The Kendall College School of Culinary Arts and the Center for the Advancement of Foodservice Education (CAFÉ) are accepting applications for the 2015 CAFÉ/Kendall College Green Award.
“Sustainability, once dubbed the ‘wave of the future’ for the foodservice industry, is the reality today,” says Christopher Koetke, CEC, CCE, HAAC, vice president of the Kendall College School of Culinary Arts and Laureate International Universities Center of Excellence in Culinary Arts.
The CAFÉ/Kendall College Green Award, sponsored by Kendall College, is the first national award to recognize high school and professional culinary-arts and baking/pastry programs for their commitment to practicing ecological sustainability on campus or integrating innovative teaching of sustainability in the curriculum.
“Kendall has dedicated itself to sustainability in its classrooms and operations since 2005, and even more gratifying than the value we’ve reaped on our own campus has been the privilege of sharing our knowledge with other educators and learning from them,” Koetke says. “That is the impetus behind the CAFÉ/Kendall College Green Award.”
All secondary and postsecondary culinary-arts and baking/pastry programs in the United States, whetherdiploma or degree-granting, are eligible.

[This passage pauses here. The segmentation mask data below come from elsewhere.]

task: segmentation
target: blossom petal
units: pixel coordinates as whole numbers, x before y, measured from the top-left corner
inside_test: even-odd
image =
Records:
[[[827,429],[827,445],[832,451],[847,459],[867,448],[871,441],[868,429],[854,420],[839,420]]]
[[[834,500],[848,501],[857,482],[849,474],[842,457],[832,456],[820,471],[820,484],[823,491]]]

While more than one program may be awarded, a single outstanding program will receive a $1,000 cash prize plus complimentary registration to the 11th-Annual CAFÉ Leadership Conference, June 18—20, 2015, in Niagara Falls, New York, where the award will be presented.
According to Mary Petersen, founder and president of CAFÉ, the winning program will be selected for its level of innovation, perceived impact on students’ understanding of sustainability practices and their importance, and the ease with which elements of the program can be implemented in other programs nationwide.

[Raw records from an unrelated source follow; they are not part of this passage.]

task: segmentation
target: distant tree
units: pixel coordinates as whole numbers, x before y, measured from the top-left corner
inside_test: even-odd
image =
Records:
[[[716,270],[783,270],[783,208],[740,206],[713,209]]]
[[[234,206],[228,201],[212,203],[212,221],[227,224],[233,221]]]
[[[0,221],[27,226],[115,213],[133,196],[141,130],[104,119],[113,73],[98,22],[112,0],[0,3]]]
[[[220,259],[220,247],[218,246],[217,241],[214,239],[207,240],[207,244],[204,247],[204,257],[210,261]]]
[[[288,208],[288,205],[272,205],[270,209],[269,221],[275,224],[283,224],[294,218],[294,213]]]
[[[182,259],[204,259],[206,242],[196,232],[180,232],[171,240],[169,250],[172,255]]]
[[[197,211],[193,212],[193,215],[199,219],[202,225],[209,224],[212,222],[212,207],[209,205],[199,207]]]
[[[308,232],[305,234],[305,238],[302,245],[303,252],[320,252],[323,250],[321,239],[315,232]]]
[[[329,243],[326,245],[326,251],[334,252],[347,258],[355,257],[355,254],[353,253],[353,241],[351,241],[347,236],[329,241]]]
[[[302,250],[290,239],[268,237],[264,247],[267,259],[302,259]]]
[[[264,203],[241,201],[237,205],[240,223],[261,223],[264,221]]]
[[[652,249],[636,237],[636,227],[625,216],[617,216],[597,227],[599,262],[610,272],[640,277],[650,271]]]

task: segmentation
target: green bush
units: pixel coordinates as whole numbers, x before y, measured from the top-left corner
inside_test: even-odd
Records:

Last year’s award went to Miami Culinary Institute (MCI) at Miami Dade College’s Wolfson Campus.
“MCI blends technology, sustainability, and culinary education to set the pulse of Miami’s cuisine and food culture,” Koetke says. “The eight-story institute is an architectural and engineering marvel that focuses on exceptional space utilization and generating a limited carbon footprint. Meanwhile, students are offered a curriculum steeped in green-sustainable food and energy technologies.”